Second woman: "I'll bring in my special homemade meatballs, homemade French Onion Soup and I'll bake a ham."

Third woman: "I can bring homemade bread and rolls, my special holiday salad and my famous Christmas Delight vegetable dish."

Fourth woman: "I'll bring appetizers and homemade pies."

Me: "I'll bring a bag of potato chips."

Give me a break! I like potato chips.

First woman: "No, John. You have to bring in something homemade and there's one other thing you have to being in with it."

Me: "What's that?"

First woman: "A note from your wife saying you made it and not her. You're not going to dump this off on your wife."

Me: "I might just call in sick tomorrow."

Second woman: "No you won't. There's no way you're going to pass on eating all this great food. Tonight, you bake."

That evening at home:

Me: "We have to make something homemade for the office party tomorrow."

Wife: "No we don't. The women at your office called me. You have to make something homemade."

Me: "What am I going to make?"

Wife: "I don't know. What is your favorite thing during the holidays."

Me: "Eating."

Wife: "That's not what I meant. What's your favorite thing to make?"

Me: "Cheese and crackers."

Wife: "I don't know what you're going to do this evening. But I’m turning on A Charlie Brown Thanksgiving and I'm going to relax."

I showed up at work the next day with a "homemade" cheesecake from the grocery story and a forged note from my wife saying I had been up all night cooking. I knew I'd get caught. But I figured by the time they got me the party would be over, I'd have eaten 4,000 calories of unbelievably great holiday food and what would I care.

Lately, in retirement, I've been on a very good diet prescribed for me by my physician, Dr. Lowcarbs. I'm losing weight, I'm off diabetes medicine, and my statin and blood pressure medicines have been cut in half. This works.

Dr. Lowcarbs: "Do you know what's coming?"
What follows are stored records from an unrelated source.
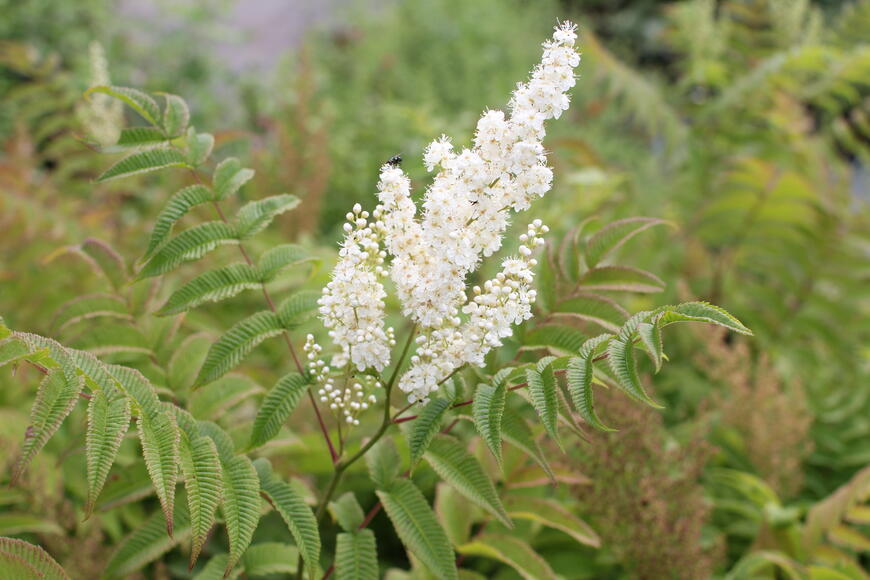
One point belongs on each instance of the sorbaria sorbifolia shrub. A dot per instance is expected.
(439, 359)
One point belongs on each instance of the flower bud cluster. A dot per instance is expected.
(352, 304)
(348, 401)
(464, 216)
(503, 301)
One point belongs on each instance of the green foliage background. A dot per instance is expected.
(745, 124)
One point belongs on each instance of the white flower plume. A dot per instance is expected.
(464, 217)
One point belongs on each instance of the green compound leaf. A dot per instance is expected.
(144, 162)
(140, 137)
(147, 543)
(611, 237)
(579, 377)
(356, 556)
(276, 407)
(108, 421)
(347, 512)
(57, 395)
(545, 400)
(18, 558)
(203, 482)
(137, 100)
(298, 308)
(177, 207)
(267, 558)
(459, 468)
(295, 513)
(159, 436)
(240, 505)
(488, 410)
(516, 432)
(418, 529)
(511, 551)
(279, 258)
(212, 286)
(699, 312)
(651, 339)
(553, 515)
(229, 176)
(237, 343)
(256, 216)
(425, 427)
(620, 357)
(189, 245)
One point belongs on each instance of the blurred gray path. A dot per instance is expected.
(248, 34)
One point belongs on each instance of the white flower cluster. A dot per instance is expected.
(352, 305)
(465, 214)
(346, 402)
(503, 301)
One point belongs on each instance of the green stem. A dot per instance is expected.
(341, 465)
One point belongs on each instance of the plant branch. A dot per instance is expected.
(398, 420)
(271, 304)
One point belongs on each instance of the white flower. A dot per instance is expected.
(465, 213)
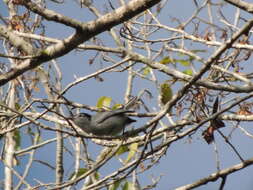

Me: "Of course. Thanksgiving."

Doctor: "No. It's Carbsgiving. With potatoes, rolls, bean casserole, stuffing, gravy, pies and everything else they're going to give you at dinner next Thursday you'll have enough carbs to last you for the whole year. What are you going to do?"

Me: "If I don't eat everything in front of me people in China will starve."

Doctor: "You do know, don't you, that I can have you locked up in the hospital until January 2."

Dr. Lowcarbs is also a mother I knew there was no use in arguing with her.

She gave me recipes for low carb pies and low carb stuffing. I gave them to my wife who says she will prepare them.

And I will eat them. I can do this!

I also carve the turkey and remove the breaded stuffing from the bird in a room where I am all by myself. And if about half of that stuffing ends up in my mouth – well, it's not my fault. It's the fault of women who overfed me all these years.

And there will be plenty of low carb stuffing left to serve our guests.